The author on behalf of ToUChstone – Stewart Lansley – also wrote the earlier work on middle income Britain (blogged here) which documented the rise of an onion-shaped distribution of wealth in the UK and the rising divide between an affluent 40% and the bottom 60%. In this new report, he focuses in more detail on why middle- and lower-income Britain has been left ‘in the slow-lane of rising prosperity’ (a theme also picked up in The Guardian‘s Comment is Free pages today, although seemingly rather obliviously to Lansley’s work).

In his blog post for ToUChstone introducing the pamphlet, Lansley highlights that wages held steady at around 60% of national output for much of the twenty five years after 1945, before rising to 65% in 1975. Now, however, they account for 53% – a fall mirrored elsewhere: more steeply in the US, more shallowly in continental Europe – as a result of the erosion of employment rights [here Lansley is kind to his hosts: trade union weakness in general terms is also a factor], as well as reduced demand for unskilled labour and the transfer of jobs triggered by globalisation. All of this has contributed to boosting the bargaining power of employers which has had the effect of wages falling behind productivity growth – the wage squeeze.

The effect is that families borrow more to maintain living standards – staggeringly, households borrowed an average of 45% of their income in 1980 but 157% in 2007.  Of course, individual choice is an aspect here, but the wage squeeze implies that, formerly, such a level of living standards were financeable from wages whereas this is currently not the case. At the same time, rising company profitability – the counterpart to wages falling behind productivity – flowed into justifying record dividend payments and an explosion in executive remuneration, while higher rates of return in financial engineering led to the replacement of funding for long-term success with money being moved around specifically to chase the quickest return. This, in turn, lays behind the other, more well-known, factors in the current crisis.

The policy conclusions are not only that cuts would end a recovery before it has properly begun – since wages fuel spending – but that, in the long-term, the share of wages in national output needs to rise again.
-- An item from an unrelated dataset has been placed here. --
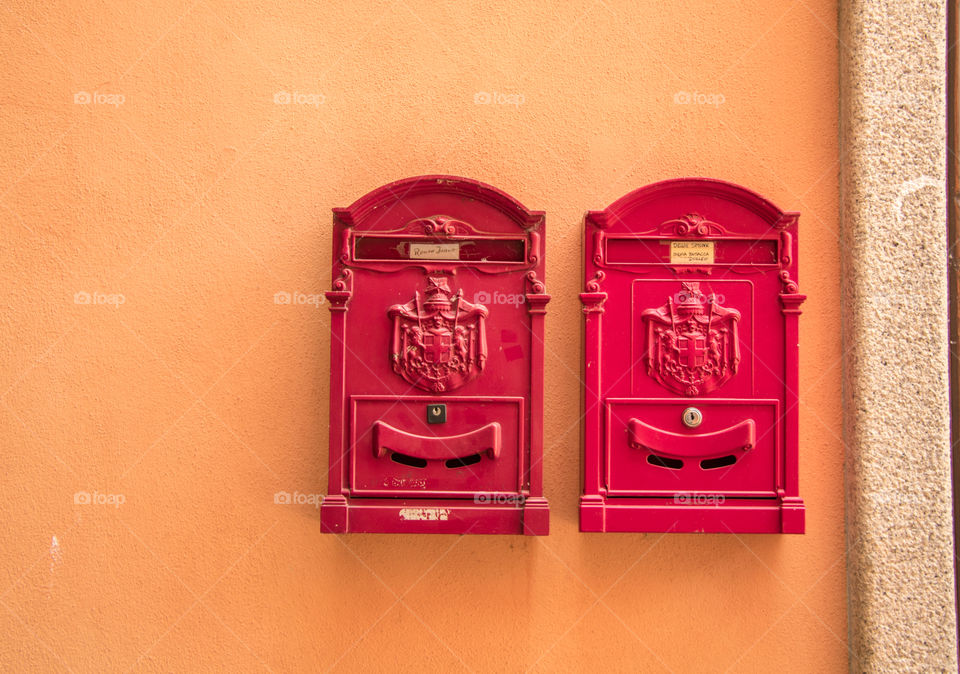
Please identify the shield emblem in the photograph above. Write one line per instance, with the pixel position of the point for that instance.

Clearly, this latter is much easier said than done. Essentially, we need to confront and overturn a thirty-year orthodoxy which, albeit incorrect, has led to a major weakening of, and support for, the institutions capable of delivering that level of confrontation. It means essentially that people need to adopt a much greater degree of solidarity with and for each other, and reducing the importance of self (and self-interest) in doing so. Twelve years of Labour government, despite some important initiatives and an awful lot of warm words, has done little to change the increasing individualisation which lays behind the policy initiatives of the previous twenty. Challenging that orthodoxy clearly needs to take its place in a proper consideration of economic alternatives and Lansley’s pamphlet certainly helps to inform the debate here. Nevertheless, we should recognise not only that this sets out a specific challenge for trade unions (and, indeed, their members) but also that the scale of that challenge is significant.